Plenty of time for someone to pass through airport screening, and travel in-country for several days, before showing any outward symptoms of infection.


While we don’t know if asymptomatic carriers of the MERS virus are infectious, we do know that with influenza it is possible to pass on the virus while not showing signs of illness.  So even those who are infected, but never show signs of illness, may be capable of spreading the virus. 

 

In Japan: Quarantine At Ports Ineffective Against Pandemic Flu  I wrote about a study that suggests between asymptomatic or mild infections, and a silent incubation period of several days, there wasn’t much chance of long-term success.

For every person identified, and quarantined, by port authorities  - researchers estimate 14 others infected by the virus entered undetected.

And in 2009, during the initial outbreak of H1N1, we saw airline passengers taking fever-reducers to beat the airport scanners in order to get home (see Vietnam Discovers Passengers Beating Thermal Scanners).

 

All `holes’ in the screening process that would allow infected travelers to enter a country undetected.

 

Between the SARS outbreak of 2003 and the 2009 pandemic, we’ve a number of studies that have looked at just how effective airport screening is in a `real world situation’. 
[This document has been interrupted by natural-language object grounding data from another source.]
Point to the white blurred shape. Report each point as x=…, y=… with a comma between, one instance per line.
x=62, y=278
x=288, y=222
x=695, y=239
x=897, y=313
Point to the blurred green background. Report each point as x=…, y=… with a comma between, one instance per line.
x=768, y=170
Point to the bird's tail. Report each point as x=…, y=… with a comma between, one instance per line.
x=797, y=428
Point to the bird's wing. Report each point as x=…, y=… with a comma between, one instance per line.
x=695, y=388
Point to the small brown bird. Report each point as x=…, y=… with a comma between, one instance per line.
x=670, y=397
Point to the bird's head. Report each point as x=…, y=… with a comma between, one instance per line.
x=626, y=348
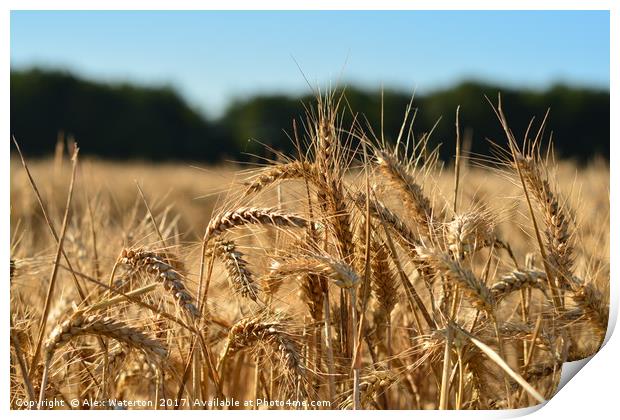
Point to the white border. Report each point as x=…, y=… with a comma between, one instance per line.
x=593, y=393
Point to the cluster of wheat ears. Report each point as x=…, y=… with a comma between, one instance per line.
x=362, y=290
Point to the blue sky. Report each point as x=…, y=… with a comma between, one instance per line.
x=213, y=57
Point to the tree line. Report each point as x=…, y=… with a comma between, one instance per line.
x=122, y=121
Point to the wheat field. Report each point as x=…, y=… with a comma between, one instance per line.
x=355, y=274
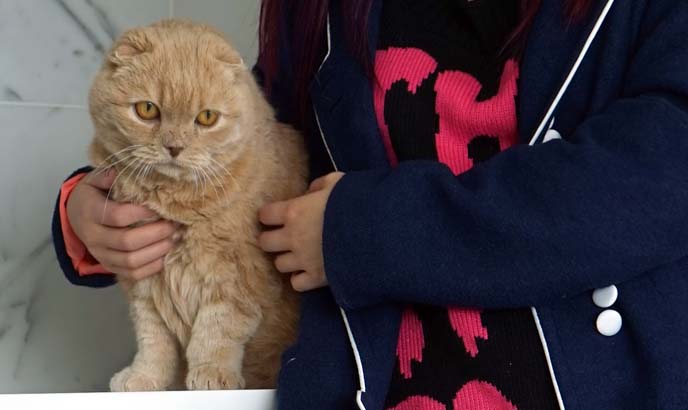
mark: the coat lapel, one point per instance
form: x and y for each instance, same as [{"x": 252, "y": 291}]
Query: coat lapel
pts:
[
  {"x": 552, "y": 48},
  {"x": 343, "y": 100}
]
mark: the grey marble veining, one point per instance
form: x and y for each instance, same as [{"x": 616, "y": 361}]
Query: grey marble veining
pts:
[{"x": 50, "y": 49}]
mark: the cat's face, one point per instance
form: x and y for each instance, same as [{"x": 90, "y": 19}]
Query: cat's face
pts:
[{"x": 170, "y": 100}]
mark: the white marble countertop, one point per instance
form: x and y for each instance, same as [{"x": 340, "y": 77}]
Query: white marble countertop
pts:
[{"x": 197, "y": 400}]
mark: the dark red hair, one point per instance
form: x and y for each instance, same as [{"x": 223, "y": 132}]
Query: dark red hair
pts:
[{"x": 307, "y": 19}]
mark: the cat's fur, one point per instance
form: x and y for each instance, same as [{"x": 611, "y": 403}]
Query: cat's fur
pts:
[{"x": 219, "y": 315}]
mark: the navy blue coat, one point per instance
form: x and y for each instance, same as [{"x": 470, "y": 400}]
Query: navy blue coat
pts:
[{"x": 537, "y": 226}]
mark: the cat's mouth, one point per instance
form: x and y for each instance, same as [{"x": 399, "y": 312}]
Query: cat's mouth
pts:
[{"x": 171, "y": 168}]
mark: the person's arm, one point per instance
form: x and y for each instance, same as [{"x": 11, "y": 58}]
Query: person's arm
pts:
[
  {"x": 78, "y": 265},
  {"x": 92, "y": 238},
  {"x": 533, "y": 224}
]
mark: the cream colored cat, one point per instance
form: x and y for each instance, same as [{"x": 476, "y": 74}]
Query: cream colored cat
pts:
[{"x": 180, "y": 118}]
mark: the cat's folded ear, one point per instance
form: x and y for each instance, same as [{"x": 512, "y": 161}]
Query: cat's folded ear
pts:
[
  {"x": 230, "y": 56},
  {"x": 132, "y": 43}
]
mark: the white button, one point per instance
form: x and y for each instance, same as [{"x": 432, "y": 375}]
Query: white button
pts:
[
  {"x": 609, "y": 322},
  {"x": 551, "y": 135},
  {"x": 605, "y": 297}
]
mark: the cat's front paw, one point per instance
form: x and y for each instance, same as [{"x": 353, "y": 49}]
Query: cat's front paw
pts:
[
  {"x": 129, "y": 380},
  {"x": 214, "y": 378}
]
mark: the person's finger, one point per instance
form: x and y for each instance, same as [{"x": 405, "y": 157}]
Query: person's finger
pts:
[
  {"x": 274, "y": 241},
  {"x": 302, "y": 282},
  {"x": 102, "y": 180},
  {"x": 135, "y": 260},
  {"x": 145, "y": 271},
  {"x": 287, "y": 263},
  {"x": 273, "y": 214},
  {"x": 134, "y": 239},
  {"x": 118, "y": 215}
]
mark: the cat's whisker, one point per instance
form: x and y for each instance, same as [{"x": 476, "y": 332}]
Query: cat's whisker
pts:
[
  {"x": 196, "y": 177},
  {"x": 139, "y": 163},
  {"x": 216, "y": 162},
  {"x": 212, "y": 184},
  {"x": 227, "y": 172},
  {"x": 219, "y": 180},
  {"x": 100, "y": 168},
  {"x": 107, "y": 197},
  {"x": 141, "y": 172},
  {"x": 112, "y": 165}
]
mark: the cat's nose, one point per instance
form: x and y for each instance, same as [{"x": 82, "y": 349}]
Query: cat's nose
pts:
[{"x": 174, "y": 151}]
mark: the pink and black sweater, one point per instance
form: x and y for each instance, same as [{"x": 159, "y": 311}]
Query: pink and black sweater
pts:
[{"x": 444, "y": 93}]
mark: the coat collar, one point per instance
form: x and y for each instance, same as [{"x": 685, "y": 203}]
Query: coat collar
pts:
[{"x": 342, "y": 95}]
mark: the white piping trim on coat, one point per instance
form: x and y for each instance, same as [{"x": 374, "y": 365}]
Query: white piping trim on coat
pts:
[
  {"x": 545, "y": 347},
  {"x": 574, "y": 70},
  {"x": 350, "y": 334},
  {"x": 549, "y": 120},
  {"x": 317, "y": 117}
]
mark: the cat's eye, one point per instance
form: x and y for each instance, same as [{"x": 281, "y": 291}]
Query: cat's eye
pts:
[
  {"x": 146, "y": 110},
  {"x": 207, "y": 118}
]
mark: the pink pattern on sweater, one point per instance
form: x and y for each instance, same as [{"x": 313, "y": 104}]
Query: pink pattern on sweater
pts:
[
  {"x": 392, "y": 65},
  {"x": 411, "y": 342},
  {"x": 468, "y": 326},
  {"x": 419, "y": 403},
  {"x": 478, "y": 395},
  {"x": 463, "y": 118},
  {"x": 474, "y": 395}
]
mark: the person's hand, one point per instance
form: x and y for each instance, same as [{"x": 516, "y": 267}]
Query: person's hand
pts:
[
  {"x": 298, "y": 236},
  {"x": 132, "y": 252}
]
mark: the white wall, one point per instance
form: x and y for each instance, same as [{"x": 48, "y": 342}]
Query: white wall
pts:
[{"x": 55, "y": 337}]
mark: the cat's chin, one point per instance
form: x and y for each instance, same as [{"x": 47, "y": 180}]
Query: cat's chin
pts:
[{"x": 172, "y": 171}]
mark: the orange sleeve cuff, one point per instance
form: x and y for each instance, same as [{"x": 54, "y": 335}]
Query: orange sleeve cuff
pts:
[{"x": 84, "y": 263}]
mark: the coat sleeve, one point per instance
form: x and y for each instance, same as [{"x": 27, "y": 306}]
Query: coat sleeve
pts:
[
  {"x": 63, "y": 258},
  {"x": 533, "y": 224}
]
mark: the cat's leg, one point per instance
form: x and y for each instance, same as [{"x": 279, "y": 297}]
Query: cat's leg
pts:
[
  {"x": 157, "y": 364},
  {"x": 225, "y": 322}
]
Last year, Helen Branswell reported on the value of airport screening in an article called:

 

Airport disease screening rarely worthwhile, study suggests

Helen Branswell, The Canadian Press
Published Wednesday, April 10, 2013 10:11AM EDT

  • TORONTO -- A new study suggest airport screening for disease control rarely makes sense, but if it's undertaken, it should be done at the source of the outbreak.

    The researchers say the screening of passengers leaving via a few key airports near the epicentre of an outbreak is a better approach than having hundreds of airports around the world screen arriving passengers.

    (Continue . . . )

     

    Politically, and in terms of reassuring the public, the screening of passenger arriving at airports and other points of entry probably has some merit.  And it may provide valuable surveillance information as well.  But practically, as an effective way to keep an emerging virus out of a country, studies continue to show just how unlikely that outcome really is.

     

    We simply possess no technological shield that would keep an emerging pandemic virus at bay. 

     

    Making it desirable that – whenever possible – outbreaks of emerging viruses are quashed as quickly as possible at the source, before they can board an airplane and spread inexorably around the globe.